Rotting Remnant of Berlin Wall:

CONTEXT: I am working on a couple of larger projects for this blog now, but meanwhile, will repost a few lightly revised items from my 2016 visit to Europe. Starting with some more from Berlin, the lynchpin destination, from my historian’s perspective, of that journey.  

To my great surprise, the actual Wall (or at least this part of it) was relatively flimsy, just concrete a couple inches thick.  It had disintegrated in spots, exposing rusting steel re-bar within; in some places it had crumbled away entirely, leaving a hole clear through to the other side.  When it was intact, it may have appeared impregnable, but a few sledgehammer swings could have bashed holes right through it.
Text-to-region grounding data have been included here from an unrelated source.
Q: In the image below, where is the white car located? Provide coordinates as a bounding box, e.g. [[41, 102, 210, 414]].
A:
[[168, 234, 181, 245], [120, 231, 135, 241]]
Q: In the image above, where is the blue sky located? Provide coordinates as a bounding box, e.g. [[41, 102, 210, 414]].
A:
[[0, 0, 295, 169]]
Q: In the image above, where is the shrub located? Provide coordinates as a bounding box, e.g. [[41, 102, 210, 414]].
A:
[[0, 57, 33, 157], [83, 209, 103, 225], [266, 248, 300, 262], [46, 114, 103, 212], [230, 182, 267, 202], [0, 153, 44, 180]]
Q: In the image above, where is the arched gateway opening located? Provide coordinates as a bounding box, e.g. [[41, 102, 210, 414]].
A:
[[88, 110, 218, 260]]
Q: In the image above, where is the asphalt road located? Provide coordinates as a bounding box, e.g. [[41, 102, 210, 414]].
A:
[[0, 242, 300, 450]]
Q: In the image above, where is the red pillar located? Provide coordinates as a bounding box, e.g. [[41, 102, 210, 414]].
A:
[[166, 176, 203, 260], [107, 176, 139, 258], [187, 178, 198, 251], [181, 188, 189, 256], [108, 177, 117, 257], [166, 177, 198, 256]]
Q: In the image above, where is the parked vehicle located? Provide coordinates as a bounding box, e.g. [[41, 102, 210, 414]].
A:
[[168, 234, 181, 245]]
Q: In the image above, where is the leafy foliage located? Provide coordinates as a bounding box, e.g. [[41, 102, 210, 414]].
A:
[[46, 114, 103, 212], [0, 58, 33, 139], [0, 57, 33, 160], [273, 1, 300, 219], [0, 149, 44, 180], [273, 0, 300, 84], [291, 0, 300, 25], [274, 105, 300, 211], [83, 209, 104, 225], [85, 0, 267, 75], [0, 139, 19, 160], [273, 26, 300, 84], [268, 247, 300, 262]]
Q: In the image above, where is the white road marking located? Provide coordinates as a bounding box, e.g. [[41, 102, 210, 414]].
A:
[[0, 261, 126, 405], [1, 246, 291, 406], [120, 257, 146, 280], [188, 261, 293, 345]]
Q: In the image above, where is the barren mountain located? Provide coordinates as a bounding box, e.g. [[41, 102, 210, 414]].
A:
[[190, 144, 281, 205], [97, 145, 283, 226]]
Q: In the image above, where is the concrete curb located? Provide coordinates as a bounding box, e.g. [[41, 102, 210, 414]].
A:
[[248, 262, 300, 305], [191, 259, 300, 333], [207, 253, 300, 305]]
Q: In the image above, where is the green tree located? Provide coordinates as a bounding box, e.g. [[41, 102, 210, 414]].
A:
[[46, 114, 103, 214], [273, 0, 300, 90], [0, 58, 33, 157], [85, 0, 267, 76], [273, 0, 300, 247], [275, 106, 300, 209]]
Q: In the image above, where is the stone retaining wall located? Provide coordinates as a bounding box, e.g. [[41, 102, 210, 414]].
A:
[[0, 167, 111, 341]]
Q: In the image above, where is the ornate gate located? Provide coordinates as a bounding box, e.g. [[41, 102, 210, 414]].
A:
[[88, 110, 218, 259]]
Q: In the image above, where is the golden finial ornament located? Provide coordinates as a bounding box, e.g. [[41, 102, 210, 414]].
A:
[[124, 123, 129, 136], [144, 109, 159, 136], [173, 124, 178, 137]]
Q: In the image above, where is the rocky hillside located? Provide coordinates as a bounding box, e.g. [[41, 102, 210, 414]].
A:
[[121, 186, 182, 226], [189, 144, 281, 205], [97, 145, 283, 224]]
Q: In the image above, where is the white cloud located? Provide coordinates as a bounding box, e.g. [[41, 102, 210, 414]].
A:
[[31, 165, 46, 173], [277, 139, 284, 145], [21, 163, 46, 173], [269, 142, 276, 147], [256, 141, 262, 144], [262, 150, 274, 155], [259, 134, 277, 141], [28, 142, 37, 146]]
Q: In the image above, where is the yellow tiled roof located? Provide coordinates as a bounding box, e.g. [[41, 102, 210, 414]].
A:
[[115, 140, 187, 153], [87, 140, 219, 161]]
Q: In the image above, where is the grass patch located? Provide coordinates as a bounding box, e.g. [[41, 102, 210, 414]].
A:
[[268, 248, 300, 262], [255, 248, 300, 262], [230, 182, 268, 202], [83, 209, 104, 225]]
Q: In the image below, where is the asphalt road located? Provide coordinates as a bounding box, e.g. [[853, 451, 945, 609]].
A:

However, it didn’t have to be massive, just a solid barrier.  Probably few East Berliners knew how insubstantial it really was, let alone had implements that could punch through its apparent muscle.  When the Wall was new, simpler methods might still breach it.  For example, a few fugitives drove large trucks straight into it, successfully battering into West Berlin, where the Wall guards dared not shoot or pursue. (Presumably Moscow, which usually had the last word on regime actions in Eastern Europe, ordered such restraint, unwilling to provoke the NATO powers over issues of non-critical strategic importance.)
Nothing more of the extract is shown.